System commander Script for troubleshooting Fortinet Infrastructure AP reboot/radio reset issues

Its sometime get tough troubleshooting an AP Reboot issue. While troubleshooting Fortinet WiFi APs, You might need to capture the AP flash event log to identify the cause of reboot. However, some time AP flash space ran out  already storing Maximum logs files(This could happen if AP is Up and running log time in production or there are many events happening in AP that filled up the space soon). In this case you might need to clear those flash log space, so it can store the latest/ fresh log files.

This is needed because you making sure that those are latest logs of the crash/reboot happened.
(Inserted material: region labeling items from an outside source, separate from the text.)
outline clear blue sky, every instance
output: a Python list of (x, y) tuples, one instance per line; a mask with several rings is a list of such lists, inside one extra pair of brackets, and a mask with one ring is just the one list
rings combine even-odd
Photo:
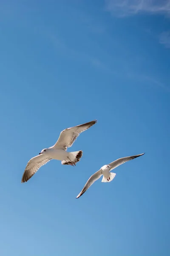
[[(154, 2), (0, 1), (2, 256), (170, 255), (170, 1)], [(76, 167), (53, 160), (21, 184), (61, 131), (95, 119), (69, 149)]]

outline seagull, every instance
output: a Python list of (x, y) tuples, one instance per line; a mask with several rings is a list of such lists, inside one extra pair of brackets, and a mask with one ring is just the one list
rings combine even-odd
[(42, 149), (39, 155), (29, 161), (23, 173), (21, 183), (26, 182), (40, 167), (52, 159), (61, 161), (62, 164), (75, 166), (82, 157), (82, 151), (67, 152), (67, 148), (72, 146), (80, 134), (96, 122), (97, 120), (94, 120), (62, 131), (54, 146)]
[(85, 183), (85, 186), (76, 198), (78, 198), (80, 196), (82, 195), (95, 181), (100, 178), (102, 175), (103, 175), (103, 178), (102, 179), (102, 182), (110, 182), (114, 179), (116, 175), (116, 173), (114, 173), (113, 172), (110, 172), (110, 171), (117, 167), (117, 166), (119, 166), (122, 163), (126, 163), (126, 162), (140, 157), (144, 154), (144, 153), (143, 153), (143, 154), (136, 155), (135, 156), (122, 157), (122, 158), (119, 158), (114, 161), (114, 162), (110, 163), (108, 165), (103, 166), (99, 171), (94, 173), (94, 174), (90, 177)]

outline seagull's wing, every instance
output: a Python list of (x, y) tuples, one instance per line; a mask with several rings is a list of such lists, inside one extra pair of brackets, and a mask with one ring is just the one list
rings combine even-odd
[(85, 192), (87, 189), (88, 189), (90, 186), (91, 186), (95, 181), (96, 181), (96, 180), (98, 180), (99, 178), (100, 178), (102, 175), (102, 169), (100, 169), (99, 170), (99, 171), (98, 171), (94, 173), (94, 174), (92, 175), (88, 179), (88, 180), (85, 183), (85, 186), (76, 198), (78, 198), (79, 197), (82, 195), (84, 194), (84, 193)]
[(31, 158), (28, 163), (21, 180), (21, 183), (26, 182), (40, 167), (51, 160), (43, 154)]
[(122, 157), (122, 158), (119, 158), (119, 159), (117, 159), (114, 162), (112, 162), (112, 163), (110, 163), (108, 165), (111, 166), (111, 169), (110, 171), (113, 170), (113, 169), (114, 169), (117, 166), (119, 166), (119, 165), (122, 164), (122, 163), (126, 163), (126, 162), (128, 162), (128, 161), (130, 161), (130, 160), (132, 160), (132, 159), (134, 159), (134, 158), (136, 158), (136, 157), (140, 157), (141, 156), (144, 154), (144, 153), (143, 154), (140, 154), (139, 155), (136, 155), (135, 156), (132, 156), (131, 157)]
[(91, 127), (96, 122), (96, 120), (94, 120), (82, 125), (64, 130), (61, 132), (57, 141), (53, 146), (54, 147), (66, 150), (67, 148), (72, 146), (80, 134)]

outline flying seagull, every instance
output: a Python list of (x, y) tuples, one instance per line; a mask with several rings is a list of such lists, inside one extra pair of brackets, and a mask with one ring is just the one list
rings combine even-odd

#You run the following command on AP to clear the old flash logs:

file areaerase logk0 

file areaerase logk1

#You run the following command to read the flashlogs in the AP:

flashcmds show logk0

flashcmds show logk1

However, Incase of big deployments where you cannot run this on each AP separately and  also without causing WIFI service disruption you have to run this at-least on a bunch of AP to save your time. We have something called “system commander” where you will be executing a script to clear those AP flash logs.

Step1:

To use the system commander tool you have to enable telnet on the controller.
FortiWLC# configure terminal

FortiWLC(config)# telnet enable

Step2:

Please create a folder on the c drive of your computer and copy these two files shared on the link below:
https://www.dropbox.com/s/82ir713iegxj0tt/SystemCommandExecutor_Ver14.exe?dl=0

https://www.dropbox.com/s/otrkiobxmhnhq4y/SystemCommands_AP.txt?dl=0

Step3:
Run the following commands from your computer command prompt window.
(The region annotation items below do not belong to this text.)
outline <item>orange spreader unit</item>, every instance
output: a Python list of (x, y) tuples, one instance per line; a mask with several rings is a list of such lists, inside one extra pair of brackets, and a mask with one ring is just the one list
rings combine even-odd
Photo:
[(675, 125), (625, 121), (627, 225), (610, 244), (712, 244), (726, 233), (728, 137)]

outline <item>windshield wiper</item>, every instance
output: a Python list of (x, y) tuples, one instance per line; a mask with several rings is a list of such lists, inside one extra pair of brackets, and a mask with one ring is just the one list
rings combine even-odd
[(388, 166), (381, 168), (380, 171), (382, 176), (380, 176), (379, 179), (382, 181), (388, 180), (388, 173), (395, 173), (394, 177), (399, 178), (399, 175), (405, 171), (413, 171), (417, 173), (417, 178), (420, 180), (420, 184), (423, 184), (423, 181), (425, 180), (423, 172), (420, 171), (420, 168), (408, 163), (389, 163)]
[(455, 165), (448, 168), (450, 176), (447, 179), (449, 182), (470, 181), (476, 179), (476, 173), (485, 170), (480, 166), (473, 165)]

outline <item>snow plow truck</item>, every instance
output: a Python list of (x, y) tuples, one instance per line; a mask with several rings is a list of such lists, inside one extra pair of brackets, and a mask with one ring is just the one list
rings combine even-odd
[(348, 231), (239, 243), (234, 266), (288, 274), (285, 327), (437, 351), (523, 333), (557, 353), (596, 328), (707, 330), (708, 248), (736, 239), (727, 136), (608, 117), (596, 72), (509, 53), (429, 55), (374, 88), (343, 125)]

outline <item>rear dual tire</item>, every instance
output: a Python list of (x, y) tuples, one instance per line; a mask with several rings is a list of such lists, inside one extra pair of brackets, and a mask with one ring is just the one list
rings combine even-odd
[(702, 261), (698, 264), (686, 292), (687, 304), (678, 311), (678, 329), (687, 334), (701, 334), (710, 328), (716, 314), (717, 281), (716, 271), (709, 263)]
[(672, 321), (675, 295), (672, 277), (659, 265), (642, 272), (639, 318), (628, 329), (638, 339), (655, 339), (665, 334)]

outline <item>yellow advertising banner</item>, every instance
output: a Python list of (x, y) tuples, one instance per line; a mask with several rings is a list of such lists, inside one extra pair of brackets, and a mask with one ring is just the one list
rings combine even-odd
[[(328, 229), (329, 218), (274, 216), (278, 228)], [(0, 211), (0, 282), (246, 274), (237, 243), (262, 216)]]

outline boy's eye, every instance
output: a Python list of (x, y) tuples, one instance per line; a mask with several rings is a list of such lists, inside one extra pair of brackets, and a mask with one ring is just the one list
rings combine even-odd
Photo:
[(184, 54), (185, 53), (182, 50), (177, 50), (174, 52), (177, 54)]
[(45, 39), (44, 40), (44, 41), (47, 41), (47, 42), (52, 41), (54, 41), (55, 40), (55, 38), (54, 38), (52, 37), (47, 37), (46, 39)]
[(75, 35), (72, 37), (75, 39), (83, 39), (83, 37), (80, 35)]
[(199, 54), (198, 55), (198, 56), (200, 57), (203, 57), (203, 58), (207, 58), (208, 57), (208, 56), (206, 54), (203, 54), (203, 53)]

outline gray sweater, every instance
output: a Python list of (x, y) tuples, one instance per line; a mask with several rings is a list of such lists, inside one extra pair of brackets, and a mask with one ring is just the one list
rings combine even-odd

SYNTAX: cfolder_name SystemCommandExecutor_Ver14.exe -c ipaddressofcontroller-username-password -o 4 -a APMODEL -l 1

Example for AP822s: 

C:\PRAVEEN>SystemCommandExecutor_Ver14.exe -c 192.168.10.3-admin-admin -o 4 -a AP822 -l 1

Explanation:

The folder name is the name of the folder in which you have saved the files(SystemCommands_AP.txt) on c drive. The username and password are the login credentials of the controller. The logs will be saved in the same folder on c drive once the loop is completed.
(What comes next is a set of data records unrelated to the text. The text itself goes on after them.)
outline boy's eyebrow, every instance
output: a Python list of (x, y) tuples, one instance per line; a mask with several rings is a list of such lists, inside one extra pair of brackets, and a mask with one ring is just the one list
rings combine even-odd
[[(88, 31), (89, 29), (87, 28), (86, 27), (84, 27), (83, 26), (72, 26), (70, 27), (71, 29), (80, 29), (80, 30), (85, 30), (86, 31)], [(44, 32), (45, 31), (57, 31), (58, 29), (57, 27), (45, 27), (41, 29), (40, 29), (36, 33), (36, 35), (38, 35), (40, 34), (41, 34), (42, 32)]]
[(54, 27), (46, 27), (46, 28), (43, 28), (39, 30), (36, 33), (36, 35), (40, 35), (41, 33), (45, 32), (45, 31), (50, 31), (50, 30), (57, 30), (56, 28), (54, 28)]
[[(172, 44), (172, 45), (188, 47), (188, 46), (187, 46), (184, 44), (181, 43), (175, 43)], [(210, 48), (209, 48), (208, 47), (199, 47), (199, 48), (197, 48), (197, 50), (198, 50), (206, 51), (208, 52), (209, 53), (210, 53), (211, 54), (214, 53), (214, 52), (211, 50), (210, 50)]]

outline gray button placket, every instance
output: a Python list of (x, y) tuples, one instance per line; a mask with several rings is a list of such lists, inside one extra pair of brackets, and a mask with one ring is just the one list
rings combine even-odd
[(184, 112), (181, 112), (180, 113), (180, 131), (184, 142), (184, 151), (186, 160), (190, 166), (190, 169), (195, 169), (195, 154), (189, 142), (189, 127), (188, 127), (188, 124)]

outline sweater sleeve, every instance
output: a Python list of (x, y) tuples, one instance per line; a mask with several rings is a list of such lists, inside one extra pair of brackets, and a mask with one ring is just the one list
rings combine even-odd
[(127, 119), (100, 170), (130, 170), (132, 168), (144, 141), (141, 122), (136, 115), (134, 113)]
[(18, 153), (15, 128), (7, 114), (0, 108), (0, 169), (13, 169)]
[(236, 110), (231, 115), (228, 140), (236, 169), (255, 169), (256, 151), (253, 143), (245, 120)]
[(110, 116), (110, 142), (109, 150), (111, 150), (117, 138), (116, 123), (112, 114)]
If you look at the syntax it has AP model mentioned in that so please choose the AP model accordingly, depending on for which AP you want to collect the logs.
* For any and all AP reboots we need to run this to gather AP reboot logs (file areaerase logk0/logk1)
* After collecting Disable Telnet

1. On the command prompt we need to specify AP model. Since we can only collect with particular AP type. If customer has mixed AP environment we need to collect separately for each AP model.
2. If we have any AP which is disable offline. Make sure to delete that entry before running System commander, since loop will end at that point and we don’t have option to start again from there. (Ex: If we have 100 AP on network and AP ID 44 is offline, loop will end at AP Id 44)

Addon :You can add more commands on the script file(SystemCommands_AP.txt) to execute and get to collect a dump of those command output’s too.

 

 

How to check why FortiAP got Offline from FortiGate

If the AP lost its channel connection with FortiGate you can check to see if the AP has just lost the contact with firewall missing the heartbeat or if has got rebooted for any reason.

Points to remember:

*Forti AP reboot only if has any power issue.

*FortiAP had any Software crash or kernal panic.

>>Following command on FortiGate can give you an idea why the AP is offline in FortiGate:

 

#Scene 1 :If the AP is offline because of any operation initiated from controller/FortiGate (changes that needs a AP reboot)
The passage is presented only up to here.